Die U-Bahn-Betreiber lassen nicht locker. Eigentlich hatten sie ja letzten Oktober mit dem Bau beginnen wollen, allerdings fehlt noch die Genehmigung der Meeresbehörde in Madrid zur Untertunnelung des Strandes. (Im September beantragt, bis heute aber keine Antwort.) Nichtsdestotrotz haben sie das Bauprojekt für das Teilstück durch unseren Stadtteil Antiguo – Benta Berri, das unter bzw. neben dem Palacio Miramar bis Richtung Strand verläuft, offiziell verabschiedet. (Und sämtliche unserer Einsprüche und Unterschriftennsammlungen abgeschmettert.) Damit einhergehend haben sie „notwendige“ Enteignungen angekündigt, gegen die man – wir leben ja in einer Demokratie – Einspruch erheben kann. Fast alles sind Grundstücke, Grünanlagen, Sport- oder Spielplätze, die bereits im Besitz des Rathauses sind, sodass unsere Anwältin uns nicht viel Hoffnung machen wollte. Trotzdem haben wir innerhalb einer Woche etwas mehr als 300 Einsprüche bekommen, die wir fristgerecht am letzten Tag in einer öffentlichen Aktion unter grossem Polizeischutz zusammen eingereicht haben.
Die Regierung spricht jetzt davon, dass sie mit „unserem“ Teilstück im Oktober beginnen wollen.
Allerdings steht immer noch die Genehmigung der Küstenbehörde aus, und wir haben letzte Woche eine Verwaltungsklage mit verschiedenen Punkten eingereicht.
Der wichtigste: das Umweltgutachten stammt von 2012 und bezog sich auf einen anderen Verlauf. (Damals war z.B. der Strand noch nicht einbezogen.) Die Gültigkeit des Gutachtens demnach längst abgelaufen.

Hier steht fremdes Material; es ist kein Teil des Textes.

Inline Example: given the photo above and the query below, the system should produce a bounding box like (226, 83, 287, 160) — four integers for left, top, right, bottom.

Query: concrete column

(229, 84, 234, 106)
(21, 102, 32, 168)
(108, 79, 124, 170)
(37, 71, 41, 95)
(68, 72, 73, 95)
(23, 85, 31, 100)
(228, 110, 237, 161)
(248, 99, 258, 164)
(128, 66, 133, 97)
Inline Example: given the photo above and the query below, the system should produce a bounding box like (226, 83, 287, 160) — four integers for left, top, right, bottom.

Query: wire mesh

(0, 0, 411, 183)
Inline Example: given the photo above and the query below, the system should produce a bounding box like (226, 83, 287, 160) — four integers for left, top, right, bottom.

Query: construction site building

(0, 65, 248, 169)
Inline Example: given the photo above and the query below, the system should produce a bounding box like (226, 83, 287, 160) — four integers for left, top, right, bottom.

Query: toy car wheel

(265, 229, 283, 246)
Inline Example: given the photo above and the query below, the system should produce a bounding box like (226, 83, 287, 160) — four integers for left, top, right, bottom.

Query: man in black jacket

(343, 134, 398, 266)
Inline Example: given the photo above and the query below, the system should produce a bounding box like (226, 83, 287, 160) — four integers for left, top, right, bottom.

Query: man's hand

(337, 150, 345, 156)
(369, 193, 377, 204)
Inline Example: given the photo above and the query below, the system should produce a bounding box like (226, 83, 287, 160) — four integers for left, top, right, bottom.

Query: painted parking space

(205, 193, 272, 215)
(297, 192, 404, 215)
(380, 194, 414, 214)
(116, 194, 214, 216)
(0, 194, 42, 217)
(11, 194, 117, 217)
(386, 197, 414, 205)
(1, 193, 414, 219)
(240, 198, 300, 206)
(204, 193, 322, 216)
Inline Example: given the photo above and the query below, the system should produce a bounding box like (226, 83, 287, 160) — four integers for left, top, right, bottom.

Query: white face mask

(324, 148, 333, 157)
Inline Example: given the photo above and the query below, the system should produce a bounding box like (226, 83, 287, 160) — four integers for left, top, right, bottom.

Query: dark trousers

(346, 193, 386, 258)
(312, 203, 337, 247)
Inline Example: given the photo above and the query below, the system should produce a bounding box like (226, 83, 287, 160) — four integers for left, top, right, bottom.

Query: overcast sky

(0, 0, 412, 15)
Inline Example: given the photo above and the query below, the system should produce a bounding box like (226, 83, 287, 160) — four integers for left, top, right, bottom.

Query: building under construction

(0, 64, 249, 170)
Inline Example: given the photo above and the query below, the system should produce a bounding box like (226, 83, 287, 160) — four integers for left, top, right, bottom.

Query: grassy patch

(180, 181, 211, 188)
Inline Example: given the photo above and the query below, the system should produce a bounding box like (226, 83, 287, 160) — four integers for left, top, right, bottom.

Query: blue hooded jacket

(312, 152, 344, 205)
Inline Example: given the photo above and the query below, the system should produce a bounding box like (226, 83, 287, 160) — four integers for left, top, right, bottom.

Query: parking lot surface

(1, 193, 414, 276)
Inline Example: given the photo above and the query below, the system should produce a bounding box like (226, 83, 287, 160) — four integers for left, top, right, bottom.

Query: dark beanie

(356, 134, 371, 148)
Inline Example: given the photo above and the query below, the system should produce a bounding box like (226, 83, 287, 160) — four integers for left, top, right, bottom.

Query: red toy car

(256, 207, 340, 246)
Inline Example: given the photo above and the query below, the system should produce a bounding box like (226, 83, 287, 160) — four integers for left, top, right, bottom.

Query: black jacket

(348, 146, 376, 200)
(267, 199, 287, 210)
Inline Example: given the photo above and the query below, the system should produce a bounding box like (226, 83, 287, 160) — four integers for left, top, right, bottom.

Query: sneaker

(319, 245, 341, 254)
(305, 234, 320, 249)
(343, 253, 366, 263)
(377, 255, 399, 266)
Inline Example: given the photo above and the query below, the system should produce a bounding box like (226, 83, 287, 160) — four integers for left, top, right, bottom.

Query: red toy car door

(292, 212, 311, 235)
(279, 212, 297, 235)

Morgen und übermorgen gibt’s in dem Zusammenhang Veranstaltungen in der Altstadt .
Vor vier Jahren hatte genau dort eine Massenbesetzung stattgefunden, um ein paar Jugendliche einer linksbaskischen Jugendorganisation vor dem polizeilichen Zugriff und einer Verhaftung allein wegen der Zugehörigkeit zu dieser politischen Gruppe (Segi) zu schützen. Samstagmittag werden verschiedene soziale Gruppen (Satorralaia auch) über ihre Erfahrungen und die nächsten Aktionen berichten. Und am Nachmittag kommen einige Leute aus der Bretagne von Notre Dâme des Landes, um über ihren Widerstand und die aktuelle Situation zu sprechen.
Klingt alles sehr interessant und – eigentlich – ist gutes Wetter vorhergesagt.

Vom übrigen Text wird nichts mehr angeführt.